Maître Moise Ndekeyonge, président de la société civile de la commune Mususa en ville de Butembo et du Kyaghanda Yira. Ph. Glodi Mirembe
« Fêtez le 8 mars 2026 avec sagesse et convivialité. » C’est le message fort que le président de l’association culturelle Kyaghanda Yira de Butembo a adressé à toutes les femmes la veille de la journée internationale de la femme. Maître Moïse Ndekeyonge rend hommage à toutes les femmes pour leur rôle d’éducatrices de toutes les nations.
Il les remercie pour différentes initiatives pour la paix et le développement du pays. Le président du Kyaghanda Yira Butembo encourage et exhorte les femmes à ne pas baisser les bras dans la lutte contre l’insécurité qui secoue toute la région de Beni-Lubero.
Toutefois, Maître Moise Ndekeyonge voudrait que les femmes fêtent le 8 mars sans compromission des mœurs et coutumes de la région. Il leur demande de penser aux autres femmes déplacées vivant en ville en posant des actes de charité dans les quartiers.
“Bonne fête à nos mamans. C’est que tous, on sait que la ville est envahie par des déplacés de guerre, notamment des mamans que nous voyons en ville en train de circuler, en train de demander quoi manger. Alors, nous appelons toutes les mamans de la ville à pouvoir accompagner ces mamans-là déplacées. On peut aimer voir toutes les mamans, chacune dans son coin. Tu es dans tel quartier, dans telle cellule, tu sais que dans la parcelle XY, il y a des déplacés de guerre qui étaient venus quelque part. Alors, toi-même, si tu as peu d’argent, si tu as de la nourriture, il faut aller visiter ces mamans-là, des déplacées de guerre, le temps pour qu’elles aussi puissent se sentir à l’aise et fêter la fête ensemble avec les mamans qui sont ici, entre guillemets, dans la paix”, a-t-il conscientisé.

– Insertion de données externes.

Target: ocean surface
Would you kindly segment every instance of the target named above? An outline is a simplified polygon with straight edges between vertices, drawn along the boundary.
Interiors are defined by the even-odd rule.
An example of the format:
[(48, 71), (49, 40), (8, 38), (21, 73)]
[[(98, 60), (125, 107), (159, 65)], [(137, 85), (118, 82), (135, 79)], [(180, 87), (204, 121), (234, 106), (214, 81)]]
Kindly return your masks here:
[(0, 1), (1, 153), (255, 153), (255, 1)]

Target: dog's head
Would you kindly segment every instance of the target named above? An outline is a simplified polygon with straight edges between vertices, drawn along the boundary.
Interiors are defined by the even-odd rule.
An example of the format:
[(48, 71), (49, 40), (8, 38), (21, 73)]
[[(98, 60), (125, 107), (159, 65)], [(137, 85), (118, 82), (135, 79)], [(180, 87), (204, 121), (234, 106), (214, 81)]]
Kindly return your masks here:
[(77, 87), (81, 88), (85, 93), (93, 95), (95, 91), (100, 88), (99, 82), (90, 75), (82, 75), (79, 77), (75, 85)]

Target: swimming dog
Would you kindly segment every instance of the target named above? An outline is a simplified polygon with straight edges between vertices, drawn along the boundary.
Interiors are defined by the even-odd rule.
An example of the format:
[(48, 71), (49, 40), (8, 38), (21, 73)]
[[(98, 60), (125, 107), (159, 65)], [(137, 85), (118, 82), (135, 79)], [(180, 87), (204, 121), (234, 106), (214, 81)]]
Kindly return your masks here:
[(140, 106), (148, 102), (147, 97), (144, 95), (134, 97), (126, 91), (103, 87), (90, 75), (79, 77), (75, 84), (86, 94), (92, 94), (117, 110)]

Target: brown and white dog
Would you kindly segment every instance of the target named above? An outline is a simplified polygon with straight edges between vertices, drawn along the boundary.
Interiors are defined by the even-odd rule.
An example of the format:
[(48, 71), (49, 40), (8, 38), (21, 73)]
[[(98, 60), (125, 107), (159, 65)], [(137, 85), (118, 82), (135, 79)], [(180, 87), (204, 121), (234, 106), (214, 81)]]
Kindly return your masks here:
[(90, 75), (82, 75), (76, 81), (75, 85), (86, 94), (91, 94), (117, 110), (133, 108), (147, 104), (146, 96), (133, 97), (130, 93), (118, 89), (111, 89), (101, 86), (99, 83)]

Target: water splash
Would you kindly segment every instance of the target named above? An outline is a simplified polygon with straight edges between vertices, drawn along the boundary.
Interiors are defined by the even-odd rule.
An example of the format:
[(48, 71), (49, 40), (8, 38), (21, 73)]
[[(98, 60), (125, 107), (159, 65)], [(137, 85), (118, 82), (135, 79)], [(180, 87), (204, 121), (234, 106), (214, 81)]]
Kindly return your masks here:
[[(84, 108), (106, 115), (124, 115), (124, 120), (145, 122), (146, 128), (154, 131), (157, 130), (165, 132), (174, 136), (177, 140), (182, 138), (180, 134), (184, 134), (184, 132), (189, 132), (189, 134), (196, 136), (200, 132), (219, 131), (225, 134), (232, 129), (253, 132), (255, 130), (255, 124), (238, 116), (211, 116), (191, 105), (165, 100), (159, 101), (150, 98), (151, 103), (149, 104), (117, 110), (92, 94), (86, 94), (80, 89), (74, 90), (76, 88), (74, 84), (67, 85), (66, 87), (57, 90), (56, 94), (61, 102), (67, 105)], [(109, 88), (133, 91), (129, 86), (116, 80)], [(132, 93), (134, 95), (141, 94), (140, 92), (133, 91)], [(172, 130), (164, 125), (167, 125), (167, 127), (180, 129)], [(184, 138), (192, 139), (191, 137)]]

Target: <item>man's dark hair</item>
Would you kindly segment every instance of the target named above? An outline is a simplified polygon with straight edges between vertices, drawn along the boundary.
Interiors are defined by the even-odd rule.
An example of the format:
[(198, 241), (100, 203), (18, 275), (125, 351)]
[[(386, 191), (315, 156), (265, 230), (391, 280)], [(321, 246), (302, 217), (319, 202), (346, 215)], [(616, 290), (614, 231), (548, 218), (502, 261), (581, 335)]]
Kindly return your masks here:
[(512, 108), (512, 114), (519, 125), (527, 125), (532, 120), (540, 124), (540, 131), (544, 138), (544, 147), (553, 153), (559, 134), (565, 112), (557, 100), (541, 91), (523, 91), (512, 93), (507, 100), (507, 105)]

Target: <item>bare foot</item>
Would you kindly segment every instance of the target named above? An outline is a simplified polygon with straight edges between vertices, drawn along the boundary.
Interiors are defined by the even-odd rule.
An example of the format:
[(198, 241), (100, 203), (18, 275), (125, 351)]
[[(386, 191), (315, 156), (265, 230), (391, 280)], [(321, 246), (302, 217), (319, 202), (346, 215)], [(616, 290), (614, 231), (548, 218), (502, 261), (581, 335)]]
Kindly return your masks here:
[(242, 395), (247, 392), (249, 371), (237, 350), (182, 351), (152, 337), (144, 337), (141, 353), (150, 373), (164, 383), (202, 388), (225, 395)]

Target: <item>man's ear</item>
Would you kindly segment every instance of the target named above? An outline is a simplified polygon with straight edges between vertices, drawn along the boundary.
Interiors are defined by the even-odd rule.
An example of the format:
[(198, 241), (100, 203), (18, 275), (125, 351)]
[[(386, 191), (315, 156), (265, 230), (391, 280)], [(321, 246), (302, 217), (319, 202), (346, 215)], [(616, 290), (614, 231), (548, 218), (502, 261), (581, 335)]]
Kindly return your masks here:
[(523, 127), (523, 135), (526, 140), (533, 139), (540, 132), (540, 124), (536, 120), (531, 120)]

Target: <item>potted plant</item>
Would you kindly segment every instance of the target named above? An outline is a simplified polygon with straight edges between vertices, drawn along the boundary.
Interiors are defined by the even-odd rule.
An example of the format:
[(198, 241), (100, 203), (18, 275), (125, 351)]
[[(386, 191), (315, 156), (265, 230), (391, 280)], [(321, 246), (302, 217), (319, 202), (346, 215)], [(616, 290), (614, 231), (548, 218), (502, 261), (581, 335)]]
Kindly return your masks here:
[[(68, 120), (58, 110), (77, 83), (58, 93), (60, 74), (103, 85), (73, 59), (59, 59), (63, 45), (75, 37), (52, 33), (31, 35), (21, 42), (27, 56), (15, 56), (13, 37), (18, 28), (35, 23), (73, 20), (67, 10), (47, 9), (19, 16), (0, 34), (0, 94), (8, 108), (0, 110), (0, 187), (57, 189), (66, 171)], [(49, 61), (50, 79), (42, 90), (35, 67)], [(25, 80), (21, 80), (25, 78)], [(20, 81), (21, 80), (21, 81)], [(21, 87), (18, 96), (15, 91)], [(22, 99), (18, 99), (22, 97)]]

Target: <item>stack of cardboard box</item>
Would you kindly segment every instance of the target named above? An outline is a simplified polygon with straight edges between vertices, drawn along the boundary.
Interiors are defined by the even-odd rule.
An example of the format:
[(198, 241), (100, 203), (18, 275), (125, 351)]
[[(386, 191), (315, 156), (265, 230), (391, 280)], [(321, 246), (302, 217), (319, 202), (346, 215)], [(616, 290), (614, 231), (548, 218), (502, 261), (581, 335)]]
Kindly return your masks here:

Il convient de noter que depuis environ une année, la ville de Butembo est inondée de déplacés de guerre, dont la plupart sont des femmes et des enfants. Ils sont visibles à travers la ville en train de quémander. Dans toutes leurs interventions en public ou en privé, ces déplacés ne cessent de plaider pour le rétablissement de la sécurité dans leurs villages d’origine.